All five members quit, tendering a letter of resignation to the Port Townsend City Council on Friday.
The committee’s letter alleges a lack of support from the city and stalled projects — including a seven-month-old proposal for downtown’s aging street trees — as reasons for their departure.
One requirement to be designated as a “Tree City USA” is to have an active tree committee — which is why the committee was founded in 2004.
Nancy Stelow, a real estate agent who had been on the committee since it formed, said that, for the designation to remain with Port Townsend, the city would have to reform the committee.
“They have to put another committee together,” she said.

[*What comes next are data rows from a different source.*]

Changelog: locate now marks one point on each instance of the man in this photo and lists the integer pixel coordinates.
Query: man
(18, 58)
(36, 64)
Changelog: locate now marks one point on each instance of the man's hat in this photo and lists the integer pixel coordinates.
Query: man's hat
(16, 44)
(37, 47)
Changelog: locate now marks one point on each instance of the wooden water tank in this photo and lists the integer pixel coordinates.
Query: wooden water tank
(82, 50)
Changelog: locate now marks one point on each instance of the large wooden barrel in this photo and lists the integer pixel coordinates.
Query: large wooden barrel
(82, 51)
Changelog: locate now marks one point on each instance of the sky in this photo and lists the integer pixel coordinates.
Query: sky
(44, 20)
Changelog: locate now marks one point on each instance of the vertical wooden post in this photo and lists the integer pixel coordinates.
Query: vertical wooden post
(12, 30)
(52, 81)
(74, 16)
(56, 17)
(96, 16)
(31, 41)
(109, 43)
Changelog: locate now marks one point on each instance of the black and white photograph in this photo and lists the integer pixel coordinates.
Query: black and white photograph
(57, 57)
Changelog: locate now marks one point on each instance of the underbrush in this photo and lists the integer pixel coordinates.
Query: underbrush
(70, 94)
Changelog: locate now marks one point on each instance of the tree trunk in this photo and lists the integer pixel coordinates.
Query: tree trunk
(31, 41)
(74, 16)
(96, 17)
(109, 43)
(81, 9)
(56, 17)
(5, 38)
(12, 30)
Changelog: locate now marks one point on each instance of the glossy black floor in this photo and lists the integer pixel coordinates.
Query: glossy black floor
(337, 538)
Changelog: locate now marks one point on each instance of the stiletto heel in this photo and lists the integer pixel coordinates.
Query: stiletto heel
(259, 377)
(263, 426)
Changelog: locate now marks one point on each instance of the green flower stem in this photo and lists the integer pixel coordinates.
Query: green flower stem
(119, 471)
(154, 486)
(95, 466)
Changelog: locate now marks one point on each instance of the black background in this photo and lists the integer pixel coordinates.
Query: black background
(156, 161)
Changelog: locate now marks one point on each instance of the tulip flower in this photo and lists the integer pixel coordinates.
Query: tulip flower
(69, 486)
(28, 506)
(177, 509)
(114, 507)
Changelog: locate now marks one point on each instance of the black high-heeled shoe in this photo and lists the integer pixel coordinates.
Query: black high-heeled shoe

“They could replace it with a committee that plants a tree every year and that would work.
“Our goals were greater than that though.”
The City Council has not addressed the group resignation. Although council meetings are routinely held on Mondays, there was no meeting this Monday, nor will there be one next Monday, in observance of Labor Day.
Mayor Michelle Sandoval, who was on vacation in Canada on Wednesday, said she had not yet heard about the letter, and had no response.
City Manager David Timmons and Deputy Mayor George Randels were both unavailable for comment on Wednesday.